14. The patient is employed by MetrioPharm, the contract research organization or clinical site involved in the clinical study.
15. The investigator makes a decision that study involvement is not in patient’s best interest, or the patient has any condition or critical illness, in the opinion of the investigator, that will not allow the protocol to be followed safely.

E.5 End points

E.5.1

Primary end point(s)

The primary efficacy endpoint of this study is the proportion of patients with disease progression on Day 14. Disease progression is defined as the proportion of patients who are not alive or who have respiratory failure. Respiratory failure is defined as patients who have a score of 2, 3, or 4 on the National Institute of Allergy and Infectious Diseases (NIAID) 8-point ordinal scale.

E.5.1.1

Timepoint(s) of evaluation of this end point

Day 14

E.5.2

Secondary end point(s)

The key secondary efficacy endpoints of this study are:

• Proportion of patients with disease progression on Day 28. Disease progression is defined as the proportion of patients who are not alive or who have respiratory failure.
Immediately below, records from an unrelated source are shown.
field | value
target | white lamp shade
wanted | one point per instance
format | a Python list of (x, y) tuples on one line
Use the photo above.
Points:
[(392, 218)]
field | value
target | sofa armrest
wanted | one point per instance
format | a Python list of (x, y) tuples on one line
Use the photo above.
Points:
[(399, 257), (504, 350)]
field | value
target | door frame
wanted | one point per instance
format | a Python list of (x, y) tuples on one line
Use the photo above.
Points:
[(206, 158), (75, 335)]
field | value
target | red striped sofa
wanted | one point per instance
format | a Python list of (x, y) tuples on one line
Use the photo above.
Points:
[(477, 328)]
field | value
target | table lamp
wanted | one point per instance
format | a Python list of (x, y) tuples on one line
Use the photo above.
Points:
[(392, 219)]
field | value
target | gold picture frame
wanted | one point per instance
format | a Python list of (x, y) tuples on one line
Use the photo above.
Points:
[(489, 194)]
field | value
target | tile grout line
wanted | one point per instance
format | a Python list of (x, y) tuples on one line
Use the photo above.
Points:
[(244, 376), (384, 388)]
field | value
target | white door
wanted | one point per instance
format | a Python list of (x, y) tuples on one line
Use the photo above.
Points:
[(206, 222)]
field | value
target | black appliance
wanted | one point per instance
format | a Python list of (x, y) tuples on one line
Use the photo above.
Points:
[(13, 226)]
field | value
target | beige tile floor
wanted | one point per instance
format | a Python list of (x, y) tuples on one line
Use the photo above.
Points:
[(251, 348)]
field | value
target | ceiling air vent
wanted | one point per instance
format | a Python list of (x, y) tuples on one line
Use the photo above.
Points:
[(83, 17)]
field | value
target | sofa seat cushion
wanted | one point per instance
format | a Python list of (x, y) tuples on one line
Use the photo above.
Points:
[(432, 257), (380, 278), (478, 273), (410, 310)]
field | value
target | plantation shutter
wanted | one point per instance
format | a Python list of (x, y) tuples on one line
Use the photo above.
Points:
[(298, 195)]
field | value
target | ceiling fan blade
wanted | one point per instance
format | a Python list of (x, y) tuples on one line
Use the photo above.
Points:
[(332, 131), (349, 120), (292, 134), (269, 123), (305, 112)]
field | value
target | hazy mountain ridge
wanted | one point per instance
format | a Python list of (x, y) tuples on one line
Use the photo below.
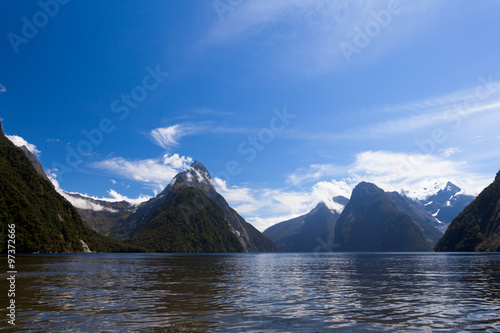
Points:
[(477, 228), (125, 221), (371, 222), (446, 204), (45, 221), (301, 234)]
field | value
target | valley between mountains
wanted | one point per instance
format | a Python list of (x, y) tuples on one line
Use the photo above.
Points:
[(190, 216)]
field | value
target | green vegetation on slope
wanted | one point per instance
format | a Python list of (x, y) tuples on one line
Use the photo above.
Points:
[(188, 222), (371, 222), (477, 228), (44, 221)]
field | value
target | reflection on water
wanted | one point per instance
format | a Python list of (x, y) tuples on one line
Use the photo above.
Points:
[(257, 292)]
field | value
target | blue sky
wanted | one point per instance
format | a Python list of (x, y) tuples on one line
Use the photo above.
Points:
[(285, 102)]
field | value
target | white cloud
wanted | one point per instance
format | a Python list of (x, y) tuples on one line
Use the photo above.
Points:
[(264, 207), (396, 171), (445, 153), (157, 172), (418, 174), (307, 34), (451, 112), (313, 172), (117, 197), (168, 136), (18, 141)]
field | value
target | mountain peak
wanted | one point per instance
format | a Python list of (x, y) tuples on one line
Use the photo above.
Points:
[(366, 188), (195, 176), (452, 188), (198, 166)]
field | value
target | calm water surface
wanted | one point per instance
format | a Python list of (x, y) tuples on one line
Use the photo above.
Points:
[(257, 292)]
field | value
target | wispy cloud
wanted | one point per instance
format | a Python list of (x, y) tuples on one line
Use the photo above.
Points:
[(168, 137), (211, 112), (445, 153), (307, 33), (155, 172), (19, 141), (396, 171), (449, 112), (264, 207)]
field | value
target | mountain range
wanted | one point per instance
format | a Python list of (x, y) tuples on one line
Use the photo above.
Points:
[(312, 232), (477, 228), (44, 221), (189, 215), (446, 204), (315, 231), (154, 217)]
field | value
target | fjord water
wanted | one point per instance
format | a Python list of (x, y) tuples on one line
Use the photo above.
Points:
[(257, 292)]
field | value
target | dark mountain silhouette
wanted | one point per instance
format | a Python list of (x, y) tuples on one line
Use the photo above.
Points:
[(312, 232), (196, 177), (477, 228), (418, 214), (446, 204), (44, 221), (371, 222)]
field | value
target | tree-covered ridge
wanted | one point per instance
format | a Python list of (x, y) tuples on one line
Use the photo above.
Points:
[(44, 221), (188, 222), (477, 228), (371, 222)]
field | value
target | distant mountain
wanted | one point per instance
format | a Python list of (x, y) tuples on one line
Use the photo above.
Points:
[(102, 216), (312, 232), (341, 200), (44, 221), (446, 204), (34, 161), (196, 177), (372, 222), (416, 211), (187, 221), (477, 228)]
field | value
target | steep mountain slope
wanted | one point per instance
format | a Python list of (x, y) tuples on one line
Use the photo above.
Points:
[(187, 221), (477, 228), (34, 161), (44, 220), (371, 222), (306, 233), (196, 177), (102, 216), (447, 203), (418, 214)]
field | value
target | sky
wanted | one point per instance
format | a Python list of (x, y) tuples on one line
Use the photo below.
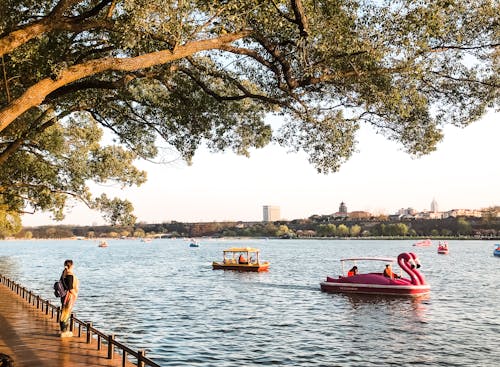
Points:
[(464, 173)]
Respiratory failure is defined as patients who have a score of 2, 3, or 4 on the NIAID 8-point ordinal scale.
• Proportion of patients with disease resolution on Day 28. Disease resolution is defined as patients who are alive and have a score of 6, 7, or 8 on the NIAID 8-point ordinal scale.
• All-cause mortality rate at Day 28
• Change of clinical status related to COVID-19 on Day 28 compared with baseline according to the following NIAID 8-point ordinal scale:
1. Death;
2. Hospitalized, on invasive ventilation (mechanical ventilator and/or extracorporeal membrane oxygenation [ECMO]);
3. Hospitalized, on non-invasive ventilation or high-flow oxygen devices;
4. Hospitalized, requiring supplemental oxygen;
5. Hospitalized, not requiring supplemental oxygen, but requiring ongoing medical care (COVID-19 related or otherwise);
6. Hospitalized, not requiring supplemental oxygen and no longer requires ongoing medical care (used if hospitalization was extended for infection-control reasons);
7. Not hospitalized, limitation on activities, and/or requiring home oxygen;
8. Not hospitalized, no limitations on activities.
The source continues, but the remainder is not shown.